Identity theorem for areas
For areas in particular because they are contiguous to the statement of identity set can easily worsen.
Statement
Be a territory and and holomorphic functions in this area. Then the following statements are equivalent:
- For all, that is, the functions are the same in the whole area.
- The coincidence set has an accumulation point in.
- There is a such that for all, that is a point of vote functions and all their derivatives match.
Example
On the second point, it is essential that the limit point is in the field and not on its edge. Consider the following example:
The function is holomorphic on, the result is that converges to 0 and so 0 is a cluster point of the sequence and it is, but of course also applies. So true on the set of ( 0 provides that the accumulation point ) correspond to the zero function, but obviously not at all.
Conclusions
An important consequence of the identity theorem is the unique continuability real functions:
Can you build a real-valued function holomorphic on the complex plane to continue ( this is not possible in general), so this continuation is unique.

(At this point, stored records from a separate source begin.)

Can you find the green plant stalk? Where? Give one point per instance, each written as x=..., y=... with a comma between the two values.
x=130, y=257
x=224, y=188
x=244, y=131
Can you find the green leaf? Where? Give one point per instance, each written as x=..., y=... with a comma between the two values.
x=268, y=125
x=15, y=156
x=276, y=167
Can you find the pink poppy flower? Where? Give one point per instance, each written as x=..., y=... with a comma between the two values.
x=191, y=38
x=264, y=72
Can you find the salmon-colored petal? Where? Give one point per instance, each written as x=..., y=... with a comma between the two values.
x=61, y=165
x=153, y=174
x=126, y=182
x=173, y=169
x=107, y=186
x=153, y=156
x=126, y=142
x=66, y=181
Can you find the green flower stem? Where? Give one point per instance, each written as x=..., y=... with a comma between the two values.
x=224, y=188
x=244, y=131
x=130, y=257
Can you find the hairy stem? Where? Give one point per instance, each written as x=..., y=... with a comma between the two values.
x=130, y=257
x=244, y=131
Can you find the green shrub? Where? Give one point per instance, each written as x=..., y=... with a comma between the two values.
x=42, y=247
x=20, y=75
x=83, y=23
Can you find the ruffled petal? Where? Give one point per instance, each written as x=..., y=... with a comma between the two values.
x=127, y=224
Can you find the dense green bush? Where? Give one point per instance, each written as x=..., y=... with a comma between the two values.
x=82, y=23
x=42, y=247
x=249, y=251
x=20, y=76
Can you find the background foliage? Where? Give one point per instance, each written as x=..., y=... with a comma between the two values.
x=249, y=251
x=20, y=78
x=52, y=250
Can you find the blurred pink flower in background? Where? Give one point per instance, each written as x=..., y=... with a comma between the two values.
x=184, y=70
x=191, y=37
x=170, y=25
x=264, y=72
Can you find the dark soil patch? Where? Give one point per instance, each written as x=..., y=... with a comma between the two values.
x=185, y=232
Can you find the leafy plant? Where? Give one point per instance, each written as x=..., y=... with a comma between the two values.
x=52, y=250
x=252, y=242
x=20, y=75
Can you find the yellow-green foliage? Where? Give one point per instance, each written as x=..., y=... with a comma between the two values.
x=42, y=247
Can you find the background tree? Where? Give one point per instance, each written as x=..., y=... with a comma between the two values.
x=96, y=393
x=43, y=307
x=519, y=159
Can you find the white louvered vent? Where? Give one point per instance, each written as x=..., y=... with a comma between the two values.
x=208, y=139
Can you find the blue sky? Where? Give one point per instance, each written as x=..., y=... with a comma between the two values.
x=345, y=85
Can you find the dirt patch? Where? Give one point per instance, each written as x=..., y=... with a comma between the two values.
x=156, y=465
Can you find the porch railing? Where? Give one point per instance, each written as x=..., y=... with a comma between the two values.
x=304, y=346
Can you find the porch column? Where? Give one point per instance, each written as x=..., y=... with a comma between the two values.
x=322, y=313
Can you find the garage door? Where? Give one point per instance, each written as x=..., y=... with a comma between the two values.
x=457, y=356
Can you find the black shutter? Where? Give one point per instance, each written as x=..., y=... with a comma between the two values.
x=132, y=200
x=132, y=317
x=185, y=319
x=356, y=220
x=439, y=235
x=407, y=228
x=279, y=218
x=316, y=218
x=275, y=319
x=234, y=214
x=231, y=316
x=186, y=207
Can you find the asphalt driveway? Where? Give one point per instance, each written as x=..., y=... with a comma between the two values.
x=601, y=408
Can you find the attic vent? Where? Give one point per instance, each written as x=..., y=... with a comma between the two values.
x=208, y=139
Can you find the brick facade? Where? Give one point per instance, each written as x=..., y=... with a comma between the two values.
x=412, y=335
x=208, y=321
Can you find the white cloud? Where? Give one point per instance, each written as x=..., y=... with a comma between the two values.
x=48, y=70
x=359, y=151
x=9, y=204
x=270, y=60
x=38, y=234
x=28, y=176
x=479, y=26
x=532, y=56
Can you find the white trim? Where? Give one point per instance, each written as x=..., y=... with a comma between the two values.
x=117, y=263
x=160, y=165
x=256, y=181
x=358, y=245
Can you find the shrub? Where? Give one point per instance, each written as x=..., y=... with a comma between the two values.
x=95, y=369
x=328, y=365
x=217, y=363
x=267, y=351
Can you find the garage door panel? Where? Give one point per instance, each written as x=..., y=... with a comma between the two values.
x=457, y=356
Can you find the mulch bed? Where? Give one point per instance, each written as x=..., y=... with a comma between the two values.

The complex sine is therefore really the only holomorphic continuation of the real sine. In particular, the addition theorems for the complex sine apply.
A special case of the identity theorem for areas, which is very often used, results with:
If the set of zeros of in an area has an accumulation point, applies to the whole.
The ring of holomorphic functions in a field is zero divisors, ie follows or always. Be this holomorphic with and. Then there is a point in and around with for all. But then applies, and thus according to the special situation.